Während die Spieler am Vormittag laut Lahm ihren „Spaß“ an der Löwen-Safari hatten, heckte Löw mit seinem Trainerstab und Chefscout Urs Siegenthaler im Quartier eine Erfolgs-Taktik gegen die Engländer aus. „Wir wissen, wo England seine Probleme hat“, sagte Löw. Zum Beispiel im Tor mit dem fast 40-jährigen David James.

Preisgegeben wird aber auf beiden Seiten im Vorfeld nichts, höchstens Allgemeines und viel Respekt. „Die Achse Terry, Lampard, Gerrard, Rooney ist die höchste Qualität, die es in Europa gibt“, schwärmte Löw. Und der Italiener Fabio Capello habe dem namhaften Team als Trainer „Disziplin und eine klare Linie“ beigebracht. „Wir wissen, dass sie nicht nur kick and rush spielen werden“, erklärte Lahm. „Kaiser“ Franz Beckenbauer hatte den Engländern diesen Rückfall in alte Rumpel-Zeiten vorgehalten.

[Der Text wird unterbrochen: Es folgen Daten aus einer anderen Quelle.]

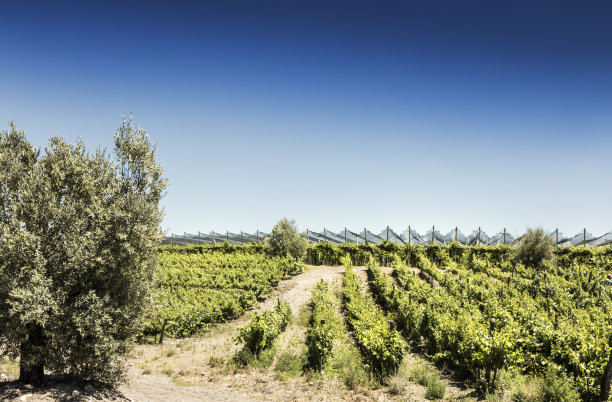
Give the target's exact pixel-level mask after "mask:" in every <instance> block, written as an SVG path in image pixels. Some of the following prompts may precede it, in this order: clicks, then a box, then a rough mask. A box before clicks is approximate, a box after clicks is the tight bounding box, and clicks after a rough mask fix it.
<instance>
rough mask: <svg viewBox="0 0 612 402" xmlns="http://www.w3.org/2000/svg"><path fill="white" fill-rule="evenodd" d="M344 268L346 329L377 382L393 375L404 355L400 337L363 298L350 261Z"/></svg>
mask: <svg viewBox="0 0 612 402" xmlns="http://www.w3.org/2000/svg"><path fill="white" fill-rule="evenodd" d="M342 260H343V264H344V266H345V274H344V279H343V287H342V292H343V296H344V308H345V312H346V319H347V323H348V325H349V327H350V328H351V329H352V331H353V336H354V338H355V341H356V343H357V346H358V347H359V349H360V351H361V353H362V355H363V358H364V360H365V363H366V364H367V365H369V366H370V368H371V369H372V371H373V373H374V374H375V375H377V376H378V377H379V378H382V377H384V376H387V375H389V374H392V373H393V372H394V371H395V370H396V369H397V367H398V366H399V365H400V363H401V361H402V357H403V355H404V349H403V344H402V340H401V336H400V334H399V333H398V332H397V331H396V330H395V329H392V328H391V325H390V323H389V321H388V319H387V317H386V316H385V314H384V313H383V312H382V311H381V310H380V309H379V308H378V307H377V306H376V305H375V304H374V302H373V301H372V300H370V299H368V298H366V297H365V296H364V295H363V294H362V293H361V289H360V286H359V279H358V278H357V276H356V275H355V273H354V272H353V267H352V263H351V261H350V259H349V258H348V257H345V258H343V259H342Z"/></svg>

„Safety first“ wird für das K.o.-Spiel verordnet. „Jeder Fehler kann entscheidend sein“, mahnte Lahm. Nach vorne soll das Passspiel wieder temporeicher und mit weniger Ball-Kontakten funktionieren. „Und hinten müssen wir weniger Großchancen zulassen“, forderte der Kapitän. Der Prozess ist im Lauf: „Wir sind noch in der Entwicklung.“

Die großen Schlachten wie 1966 im legendären Wembley-Tor-Finale oder die beiden deutschen Siege im Elfmeterschießen bei der WM 1990 und der EM 1996 haben viele junge Spieler gar nicht gesehen. „Die Spiele der Vergangenheit spielen für die Spieler auf dem Platz keine Rolle“, erklärte Lahm. Aber alle fühlen die Bedeutung des Duells.

Die erste WM-Prämie von 50000 Euro kassiert jeder deutsche Spieler bei einem Einzug ins Viertelfinale, womöglich dann gegen Diego Maradonas Argentinier. Sechs Akteure – Lahm, Schweinsteiger, Khedira, Özil, Müller, Cacau – sind von einer Gelb-Sperre bedroht. Löw fördert und fordert dennoch Aggressivität: „Wir verfügen nicht über eine brave Mannschaft. Auf dem Platz zeigt sie viele Emotionen. Wir sind in der Lage, England zu schlagen.“ Millionen Fans hoffen es.